Resolute Announces Share Repurchase Program

6:14p ET May 22, 2012 (PR NewsWire) AbitibiBowater Inc., doing business as Resolute Forest Products (NYSE: ABH) (TSX: ABH), today announced that its Board of Directors has authorized the repurchase of up to 10% of the Company's common stock for an aggregate purchase price of up to US$100 million. The repurchase program will be funded using the Company's available cash.

 

"We are taking advantage of our strong financial position to act on an attractive opportunity to return cash to shareholders," said Richard Garneau, President and Chief Executive Officer. "The Company will continue to manage its capital with the utmost discipline, carefully balancing initiatives to return cash to shareholders with other considerations, such as pursuing sound capital investments and opportunities to further increase Resolute's earnings power. We are committed to enhancing shareholder value in the long term."

 

The Company is authorized to repurchase from time to time shares of its outstanding common stock on the open market or in privately negotiated transactions in the United States.
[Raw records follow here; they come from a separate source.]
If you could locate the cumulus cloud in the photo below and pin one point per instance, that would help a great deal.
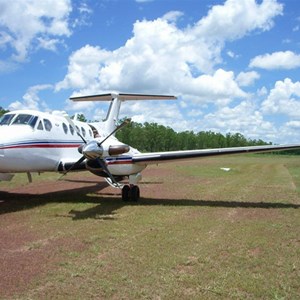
(31, 99)
(284, 99)
(247, 78)
(276, 60)
(27, 24)
(244, 117)
(163, 57)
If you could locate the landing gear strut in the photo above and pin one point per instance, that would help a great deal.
(130, 193)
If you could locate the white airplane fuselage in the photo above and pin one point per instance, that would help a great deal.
(33, 141)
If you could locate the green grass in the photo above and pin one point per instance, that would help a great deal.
(197, 233)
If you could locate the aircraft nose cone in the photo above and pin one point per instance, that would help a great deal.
(92, 150)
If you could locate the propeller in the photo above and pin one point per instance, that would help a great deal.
(95, 151)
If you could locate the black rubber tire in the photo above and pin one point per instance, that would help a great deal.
(126, 193)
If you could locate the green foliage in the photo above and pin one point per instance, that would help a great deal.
(3, 111)
(153, 137)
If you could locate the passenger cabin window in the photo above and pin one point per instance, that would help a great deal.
(47, 124)
(83, 131)
(65, 128)
(6, 119)
(25, 119)
(40, 126)
(71, 129)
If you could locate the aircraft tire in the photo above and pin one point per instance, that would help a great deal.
(126, 193)
(135, 193)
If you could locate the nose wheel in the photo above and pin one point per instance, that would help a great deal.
(130, 193)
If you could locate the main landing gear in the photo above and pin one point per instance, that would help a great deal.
(130, 193)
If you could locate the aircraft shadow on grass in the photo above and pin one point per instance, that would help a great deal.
(107, 204)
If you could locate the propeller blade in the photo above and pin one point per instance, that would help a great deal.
(126, 121)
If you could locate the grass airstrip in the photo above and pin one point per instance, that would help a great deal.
(218, 228)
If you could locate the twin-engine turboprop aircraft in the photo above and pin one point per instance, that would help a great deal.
(32, 141)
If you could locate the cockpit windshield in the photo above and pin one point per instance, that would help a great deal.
(20, 119)
(6, 119)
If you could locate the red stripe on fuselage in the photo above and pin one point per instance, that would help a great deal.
(41, 146)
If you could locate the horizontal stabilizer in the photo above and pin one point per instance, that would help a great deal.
(122, 97)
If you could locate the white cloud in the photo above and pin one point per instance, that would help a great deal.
(31, 99)
(247, 78)
(276, 60)
(283, 99)
(244, 118)
(161, 57)
(25, 24)
(237, 18)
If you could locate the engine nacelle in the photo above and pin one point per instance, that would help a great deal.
(118, 149)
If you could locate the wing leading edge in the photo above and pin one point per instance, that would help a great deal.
(160, 157)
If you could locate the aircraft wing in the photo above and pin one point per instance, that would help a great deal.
(160, 157)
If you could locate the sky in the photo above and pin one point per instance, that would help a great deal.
(234, 65)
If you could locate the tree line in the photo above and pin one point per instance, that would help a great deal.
(152, 137)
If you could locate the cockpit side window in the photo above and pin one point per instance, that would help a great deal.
(47, 124)
(6, 119)
(83, 131)
(25, 119)
(22, 119)
(65, 128)
(40, 126)
(71, 129)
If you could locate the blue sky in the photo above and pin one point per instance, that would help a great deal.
(234, 64)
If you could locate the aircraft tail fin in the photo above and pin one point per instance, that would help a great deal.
(116, 99)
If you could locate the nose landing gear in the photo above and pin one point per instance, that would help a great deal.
(130, 193)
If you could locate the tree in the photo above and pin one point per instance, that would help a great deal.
(3, 111)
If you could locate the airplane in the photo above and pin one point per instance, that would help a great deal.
(34, 141)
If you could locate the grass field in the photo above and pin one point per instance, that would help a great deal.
(198, 232)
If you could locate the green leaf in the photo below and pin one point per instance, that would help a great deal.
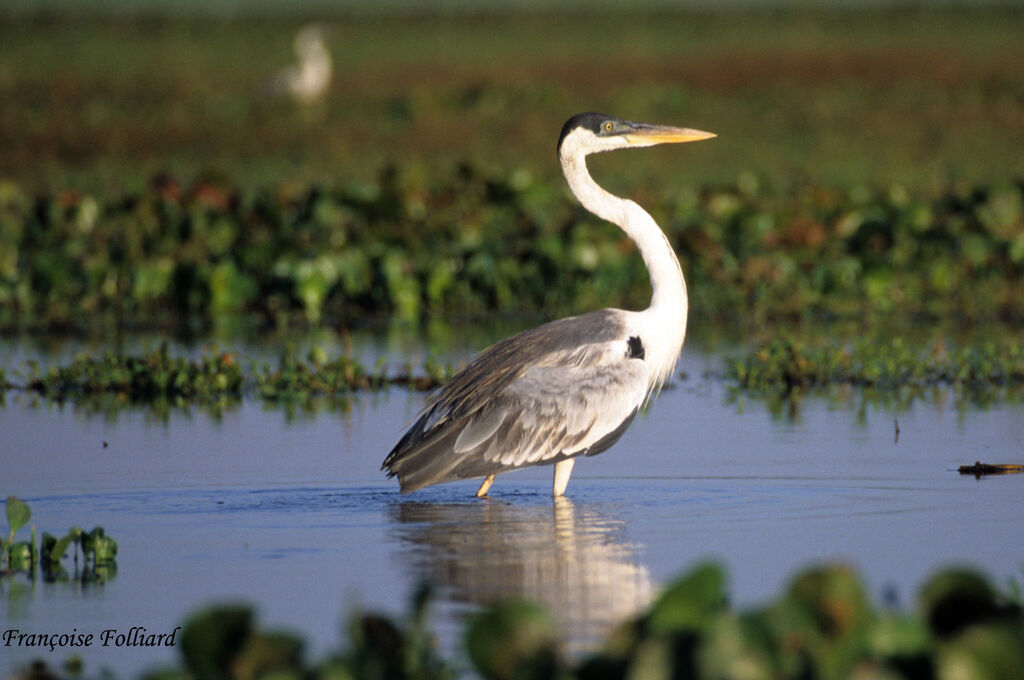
(513, 640)
(689, 603)
(212, 639)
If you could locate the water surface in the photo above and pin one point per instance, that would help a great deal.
(292, 513)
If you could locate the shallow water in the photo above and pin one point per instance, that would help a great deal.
(293, 514)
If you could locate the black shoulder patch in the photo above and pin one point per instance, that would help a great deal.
(634, 347)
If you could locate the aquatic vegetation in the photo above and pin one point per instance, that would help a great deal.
(822, 626)
(474, 242)
(216, 378)
(98, 551)
(790, 365)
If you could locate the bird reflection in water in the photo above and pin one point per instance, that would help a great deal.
(572, 560)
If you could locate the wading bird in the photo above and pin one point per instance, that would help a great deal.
(307, 81)
(569, 387)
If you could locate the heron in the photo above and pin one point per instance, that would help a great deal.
(308, 80)
(572, 386)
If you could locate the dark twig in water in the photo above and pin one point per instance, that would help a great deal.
(979, 469)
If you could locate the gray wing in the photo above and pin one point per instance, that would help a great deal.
(567, 388)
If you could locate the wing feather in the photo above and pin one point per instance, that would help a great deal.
(564, 389)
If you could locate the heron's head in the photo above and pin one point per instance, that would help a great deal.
(590, 133)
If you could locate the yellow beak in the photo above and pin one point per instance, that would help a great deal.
(646, 135)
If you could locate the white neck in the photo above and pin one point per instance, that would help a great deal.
(664, 323)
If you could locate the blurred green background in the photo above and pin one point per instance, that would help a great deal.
(868, 159)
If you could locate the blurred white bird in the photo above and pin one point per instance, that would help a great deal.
(308, 80)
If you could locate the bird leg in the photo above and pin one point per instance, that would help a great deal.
(482, 491)
(562, 471)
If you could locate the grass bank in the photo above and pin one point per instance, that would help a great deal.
(103, 101)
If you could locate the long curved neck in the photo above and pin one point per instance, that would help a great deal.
(668, 286)
(663, 325)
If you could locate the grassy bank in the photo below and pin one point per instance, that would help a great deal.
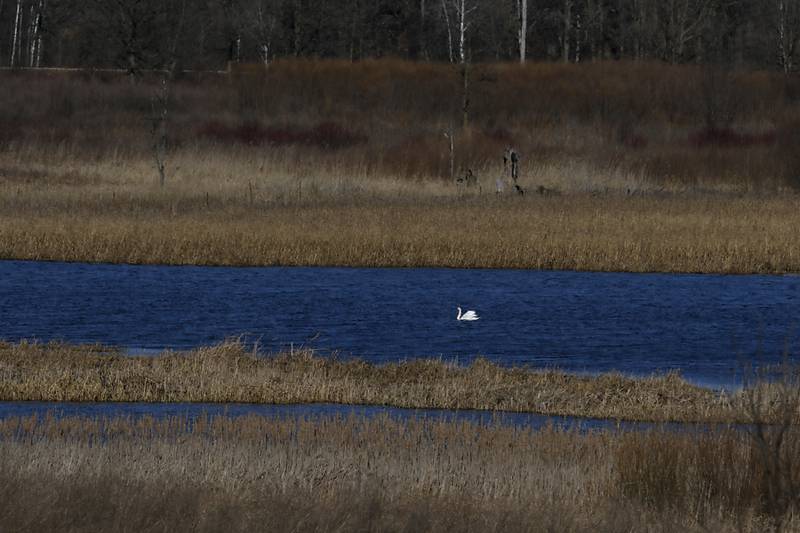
(231, 373)
(626, 168)
(377, 475)
(663, 233)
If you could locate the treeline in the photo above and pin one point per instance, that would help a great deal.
(209, 34)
The timing and amount of stock repurchases will depend on a variety of factors, including the market conditions as well as corporate and regulatory considerations. The share repurchase program may be suspended, modified or discontinued at any time and the Company has no obligation to repurchase any amount of its common stock under the program. The repurchase program has no set expiration date. The company intends to make all repurchases in compliance with applicable regulatory guidelines and to administer the plan in accordance with applicable laws, including Rule 10b-18 of the Securities Exchange Act of 1934, as amended.